Dass die in der Band involvierten Künstler aus vielen unterschiedlichen Bereichen stammen – von Klassik, über Mittelalter Rock bis zu Black Metal –, macht sich in einem vielschichten Sound und mannigfaltigen Songwriting bemerkbar. Man bekommt viele Stimmungen und Emotionen präsentiert, die sehr authentisch dargeboten werden. HULDRE beweisen ihr kompositorisches Können, wenn sich innerhalb eines Stückes teilweise ganz verschiedene Gefühlsregungen abwechseln und das Zusammenfügen romantischer, melancholischer und energischer Abschnitte als Gesamtergebnis dennoch stimmig erscheint.
In den Texten werden Geschichten und Legenden aus Dänemark und den übrigen nordischen Staaten erzählt, und HULDRE erreichen es, dass diese Schilderungen durch ihre Musik sehr lebendig wirken. Man kann sich auch ohne ein Verstehen der Lyrics ganz gut vorstellen, welche Emotionen gerade verarbeitet werden und ob dem jeweiligen Song ein fröhliches, trauriges, mystisches oder kriegerisches Ereignis zugrunde liegt. Bei diesem Werk mag ich auch gar nicht irgendwelche Anspieltipps hervorstellen, da sich die Stücke durch ihre so mannigfaltige Arrangierung nur schwer miteinander vergleichen oder gar messen lassen. Um die musikalische Sinnesreise so richtig geniesen zu können, muss man sich ohnehin das ganze Album anhören und sich von den bezaubernden Melodien treiben lassen.

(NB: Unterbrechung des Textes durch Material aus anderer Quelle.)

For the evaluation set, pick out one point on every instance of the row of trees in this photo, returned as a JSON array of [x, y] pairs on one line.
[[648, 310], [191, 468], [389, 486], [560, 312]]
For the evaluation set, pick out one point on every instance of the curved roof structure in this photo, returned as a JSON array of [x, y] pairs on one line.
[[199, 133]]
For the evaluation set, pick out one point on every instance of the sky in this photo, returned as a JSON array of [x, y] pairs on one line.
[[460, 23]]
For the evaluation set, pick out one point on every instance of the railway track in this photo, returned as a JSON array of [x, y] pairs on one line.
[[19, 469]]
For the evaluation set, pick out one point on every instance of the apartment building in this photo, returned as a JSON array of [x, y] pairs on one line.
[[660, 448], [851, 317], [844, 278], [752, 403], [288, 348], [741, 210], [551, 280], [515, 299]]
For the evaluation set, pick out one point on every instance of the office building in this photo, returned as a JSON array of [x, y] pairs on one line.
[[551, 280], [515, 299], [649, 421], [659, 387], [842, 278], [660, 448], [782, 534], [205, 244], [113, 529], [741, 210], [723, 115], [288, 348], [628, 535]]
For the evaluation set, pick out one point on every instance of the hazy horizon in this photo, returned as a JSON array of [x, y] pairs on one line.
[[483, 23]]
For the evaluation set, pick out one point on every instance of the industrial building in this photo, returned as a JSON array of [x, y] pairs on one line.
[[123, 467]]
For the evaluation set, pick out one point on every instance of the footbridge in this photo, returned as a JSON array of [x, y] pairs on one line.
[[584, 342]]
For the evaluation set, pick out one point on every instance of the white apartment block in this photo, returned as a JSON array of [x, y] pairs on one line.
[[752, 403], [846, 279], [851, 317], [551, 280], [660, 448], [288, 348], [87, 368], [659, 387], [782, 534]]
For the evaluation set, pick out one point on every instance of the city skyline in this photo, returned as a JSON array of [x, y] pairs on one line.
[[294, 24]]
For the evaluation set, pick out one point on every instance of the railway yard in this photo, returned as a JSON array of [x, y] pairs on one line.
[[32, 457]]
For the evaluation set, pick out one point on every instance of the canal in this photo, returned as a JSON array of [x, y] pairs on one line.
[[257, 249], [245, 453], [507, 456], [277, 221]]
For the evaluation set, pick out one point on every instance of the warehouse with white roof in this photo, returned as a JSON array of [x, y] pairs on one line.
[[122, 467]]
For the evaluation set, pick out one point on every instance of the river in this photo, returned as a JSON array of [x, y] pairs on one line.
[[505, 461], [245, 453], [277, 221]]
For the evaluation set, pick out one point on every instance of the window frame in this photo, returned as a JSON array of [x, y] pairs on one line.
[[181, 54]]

Die helle, klare Stimme von Sängerin Nanna Barslev ist erst ein wenig gewöhnungsbedürftig, doch merkt man schnell, dass sie ihr viele Facetten verleihen und so der Songstimmung immer gut anpassen kann. Selbst richtig energische Ausbrüche sind kein Problem für sie. Und auch alle anderen Künstler machen einen guten Job. Die traditionellen Instrumente werden nie zu dominant, sondern ausschließlich songdienlich eingesetzt. Und zusammen mit dem Rockinstrumentarium bilden sie eine harmonische Einheit.

HULDRE präsentieren auf ihrem Erstwerk vielfältigen und intensiven Folk Metal der berauscht und mitreißt und die alten Geschichten aus nordischen Landen wieder lebendig werden lässt. Wer sich weniger für Humppa und Viking-Power interessiert, sondern mehr für einen Folk-Sound mit reichhaltigen Emotionen und vielen musikalischen Nuancen, sollte in „Intet Menneskebarn“ unbedingt reinhören.